Die Ladungen haben ein Vorzeichen und deren Menge kann mit Hilfe eines Elektroskops gemessen werden. Das Elektroskop funktioniert aufgrund der abstossenden Kräfte, mit welchen gleiche Ladungen aufeinander wirken. Ungleiche Ladungen ziehen sich an.

Mit seinem Versuch mit geladenen Öltröpfchen, konnte Millikan die Elementarladung bestimmen. Es ist die kleinst mögliche Ladungsmenge und entspricht, vom Betrag her, der Ladung eines Elektrons oder eines Protons.

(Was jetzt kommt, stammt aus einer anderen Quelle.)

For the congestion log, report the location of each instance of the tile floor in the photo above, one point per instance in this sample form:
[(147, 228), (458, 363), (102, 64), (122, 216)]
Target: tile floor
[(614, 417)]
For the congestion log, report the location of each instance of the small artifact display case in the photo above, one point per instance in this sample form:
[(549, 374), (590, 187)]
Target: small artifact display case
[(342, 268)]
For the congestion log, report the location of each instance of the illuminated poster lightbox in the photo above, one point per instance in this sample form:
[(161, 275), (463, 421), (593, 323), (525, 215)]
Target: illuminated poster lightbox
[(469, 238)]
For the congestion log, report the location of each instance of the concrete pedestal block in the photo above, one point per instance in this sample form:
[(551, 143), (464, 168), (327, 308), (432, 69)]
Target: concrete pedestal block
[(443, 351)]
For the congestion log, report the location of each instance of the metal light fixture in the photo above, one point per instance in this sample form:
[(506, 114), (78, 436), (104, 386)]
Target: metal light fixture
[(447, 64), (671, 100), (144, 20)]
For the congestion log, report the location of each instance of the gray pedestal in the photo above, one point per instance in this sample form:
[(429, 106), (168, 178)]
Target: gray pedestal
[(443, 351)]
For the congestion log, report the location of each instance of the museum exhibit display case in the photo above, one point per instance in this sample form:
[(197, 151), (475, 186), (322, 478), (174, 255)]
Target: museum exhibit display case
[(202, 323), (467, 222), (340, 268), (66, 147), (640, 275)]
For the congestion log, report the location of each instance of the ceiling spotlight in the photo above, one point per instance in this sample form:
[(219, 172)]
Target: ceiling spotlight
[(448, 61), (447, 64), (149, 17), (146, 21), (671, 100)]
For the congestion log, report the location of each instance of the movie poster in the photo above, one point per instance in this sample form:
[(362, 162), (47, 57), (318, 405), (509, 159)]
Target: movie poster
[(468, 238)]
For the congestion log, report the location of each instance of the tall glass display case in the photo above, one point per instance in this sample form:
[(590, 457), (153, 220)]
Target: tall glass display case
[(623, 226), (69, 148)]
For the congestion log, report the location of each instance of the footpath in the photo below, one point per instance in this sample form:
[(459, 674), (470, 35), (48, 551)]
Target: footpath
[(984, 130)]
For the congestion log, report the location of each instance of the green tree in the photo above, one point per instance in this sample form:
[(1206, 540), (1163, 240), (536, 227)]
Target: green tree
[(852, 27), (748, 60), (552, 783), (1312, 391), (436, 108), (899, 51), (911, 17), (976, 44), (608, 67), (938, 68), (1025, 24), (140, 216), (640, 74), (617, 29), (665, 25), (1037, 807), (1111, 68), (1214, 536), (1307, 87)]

Durch die Influenz können Ladungen in Metallen berührungslos getrennt werden. Die abstossende Wirkung bewirkt eine Ladungstrennung auf die freien Ladungsträger.

Definitionen

Abkürzung: $q \;\;$ bzw. $\;\; Q$

Einheit: $[\,q\,] = \text{C}\quad$ (Coulomb)

Ladungstrennung

Die ersten Experimente mit elektrischer Ladung benutzten ein einfaches Verfahren, um zu elektrischer Ladung zu kommen: die Ladungstrennung. Reibt man einen Stab mit einem Fell, so ist bald ein leises Knistern festzustellen. Es rührt von kleinen elektrischen Entladungen (Mini-Blitzen) zwischen dem Stab und dem Fell her. Trennt man den Stab vom Fell, so können mit dem Stab (oder dem Fell) kleine Experimente durchgeführt werden, die eine unsichtbare Kraft aufzeigen.

Wir wissen, dass Materie aus Molekülen bzw. Atomen besteht. Wir wissen vielleicht auch schon, dass Atome aus einem positiv geladenen Atomkern und negativ geladenen Elektronen besteht. Die positive Ladung der Atomkerne ist vom Betrag her genau gleich gross, wie die negative Ladung der Elektronen. In Summe ist die Ladung des ganzen Atoms nullAtome sind ungeladen oder ladungsneutral.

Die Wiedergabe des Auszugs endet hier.